As specific assets come closer to the need for investments, their owners convert the suggested investments resulting from Asset Analytics into full business cases. These are usually only part of the set competing for funds and resources. There might also be investment needs arising from maintenance, operating or regulatory requirements, or from growth objectives or function changes for particular assets. Prioritization becomes the key when too many investments compete for limited resources (finance, labor, tools, inventory, etc.).

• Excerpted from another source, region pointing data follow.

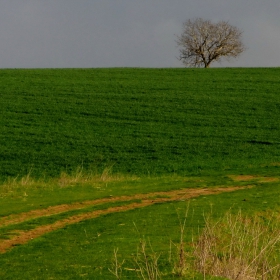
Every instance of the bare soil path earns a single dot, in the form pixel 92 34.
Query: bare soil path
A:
pixel 145 200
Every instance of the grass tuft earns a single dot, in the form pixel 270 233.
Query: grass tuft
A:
pixel 239 248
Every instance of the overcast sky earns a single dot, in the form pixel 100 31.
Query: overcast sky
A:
pixel 127 33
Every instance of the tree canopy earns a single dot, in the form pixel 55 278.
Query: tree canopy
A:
pixel 203 42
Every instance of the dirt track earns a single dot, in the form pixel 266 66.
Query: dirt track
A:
pixel 146 200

Optimization of a portfolio of competing investments is typically achieved by evaluating the contribution of each candidate investment, using value functions. These are meant to reflect the asset-owner's strategic objectives and to evaluate the various investments’ benefits using specific metrics aligned with corporate goals (e.g. safety, uptime, ROI).

Scenarios

Once optimization is understood and implemented fully, different scenarios can be evaluated – e.g., on the basis of financial constraints set by management. Different scenarios could be run using relaxed or reduced budgets, and sensitivity analyses performed. This might trigger budget constraint revisions based on the potentially better outcomes under specific scenarios. Scenarios also offer a convenient mechanism to track changes over time: a first scenario might reflect the original budget, a later, updated version, might be produced based on revised costs and/or financial constraints. If such scenarios are recorded they can be recalled and compared later – enabling variance analysis, for instance. Ideally all options and scenarios are logged so that it can be shown that due diligence was properly performed at every stage of budgeting and execution.

Continuous optimization

Typical projects are changed during execution. More urgent work might require resource redirection, materials might be delivered late, budgets might change, etc. Often, however, budgeting and project approval are so complex that investment portfolios are not reviewed outside the formal, annual budget review. The accumulation of changes and slippages caused by this can lead to under-execution, often reducing the original investment execution target by as much as half.

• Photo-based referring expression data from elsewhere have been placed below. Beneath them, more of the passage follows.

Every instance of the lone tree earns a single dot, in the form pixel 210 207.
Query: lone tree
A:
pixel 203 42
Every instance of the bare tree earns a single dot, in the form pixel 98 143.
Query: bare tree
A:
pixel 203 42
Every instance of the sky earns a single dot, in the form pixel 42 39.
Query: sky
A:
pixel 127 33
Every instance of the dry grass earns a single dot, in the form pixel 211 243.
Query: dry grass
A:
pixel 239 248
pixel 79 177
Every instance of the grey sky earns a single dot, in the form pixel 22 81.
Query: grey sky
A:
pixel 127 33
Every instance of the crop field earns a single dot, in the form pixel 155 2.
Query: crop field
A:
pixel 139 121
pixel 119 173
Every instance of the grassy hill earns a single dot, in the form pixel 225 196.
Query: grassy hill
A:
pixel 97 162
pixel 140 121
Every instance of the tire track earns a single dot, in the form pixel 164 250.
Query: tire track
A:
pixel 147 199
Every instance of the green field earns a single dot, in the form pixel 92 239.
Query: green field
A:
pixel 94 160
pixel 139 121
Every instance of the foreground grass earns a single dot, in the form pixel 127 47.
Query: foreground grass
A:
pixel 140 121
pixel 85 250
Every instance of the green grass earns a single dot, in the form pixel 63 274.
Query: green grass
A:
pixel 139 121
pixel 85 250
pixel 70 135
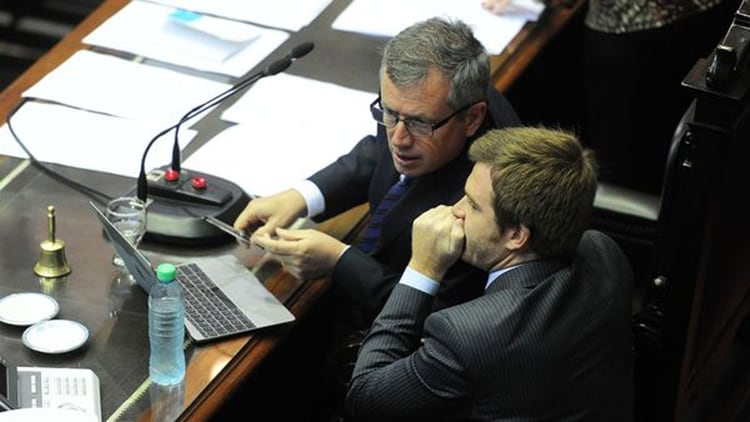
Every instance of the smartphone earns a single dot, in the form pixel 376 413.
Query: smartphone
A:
pixel 243 237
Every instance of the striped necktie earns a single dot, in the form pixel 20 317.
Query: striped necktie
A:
pixel 391 198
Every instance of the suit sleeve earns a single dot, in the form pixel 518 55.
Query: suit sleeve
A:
pixel 399 376
pixel 345 182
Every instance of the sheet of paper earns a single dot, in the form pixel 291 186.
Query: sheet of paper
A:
pixel 76 138
pixel 285 14
pixel 495 32
pixel 282 139
pixel 192 40
pixel 107 84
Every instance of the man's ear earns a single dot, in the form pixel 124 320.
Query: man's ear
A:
pixel 474 117
pixel 519 238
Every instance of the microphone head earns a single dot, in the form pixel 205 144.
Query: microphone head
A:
pixel 278 66
pixel 301 50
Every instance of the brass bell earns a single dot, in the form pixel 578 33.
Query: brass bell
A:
pixel 52 262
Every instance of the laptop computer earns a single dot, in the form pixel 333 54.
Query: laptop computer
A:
pixel 222 296
pixel 50 388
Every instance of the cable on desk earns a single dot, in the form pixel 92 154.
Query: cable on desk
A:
pixel 92 193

By regularly combining and analyzing all variances in a portfolio, it is often possible to reallocate funds or resources, and improve on the project execution rate. Monthly or quarterly portfolio review meetings, where variances are analyzed and plans adjusted, take advantage of changes from the original plan. This enables execution rates to be improved quite significantly. In effect, the asset investment plans are systematically adjusted to the actual situation, and thus become more useful and credible.

Performance management

When an investment is fully executed, it is important to understand what really happened as opposed to what was planned and promised. This is true for individual investments and full portfolios. Regulators, investors and other stakeholders want to know if resources were optimally applied and if results are in line with what was ‘sold’ to them. All decisions and changes must, therefore, be tracked, enabling full audits, strengthening internal and external credibility, and allowing the lessons learned to be applied in the next budgetary cycle.

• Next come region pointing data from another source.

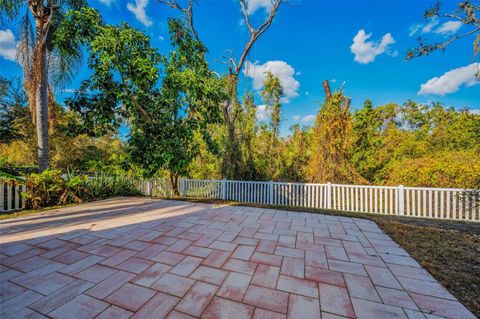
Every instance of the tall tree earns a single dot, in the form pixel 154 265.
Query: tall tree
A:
pixel 185 106
pixel 466 13
pixel 233 162
pixel 272 94
pixel 331 141
pixel 165 119
pixel 37 53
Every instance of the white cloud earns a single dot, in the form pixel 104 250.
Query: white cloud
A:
pixel 429 26
pixel 8 45
pixel 254 5
pixel 449 27
pixel 414 29
pixel 261 113
pixel 138 9
pixel 366 51
pixel 280 69
pixel 106 2
pixel 452 80
pixel 309 119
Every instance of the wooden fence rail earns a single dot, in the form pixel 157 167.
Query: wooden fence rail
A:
pixel 437 203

Application of the AIPM methodology yields a holistic and dynamic asset investment plan covering all time frames. AIPM enables the development and maintenance of a defensible, well documented asset investment plan built around actual asset, risk and financial data that can be used confidently with internal and external stakeholders.

If well executed, such a solution offers a clear vision between strategic objectives and imperatives, and asset condition, the risks attached to each asset and the investments planned to mitigate risks, and asset degradation. It helps in the maximization of asset value and corporate alignment with asset management standards like ISO 55000.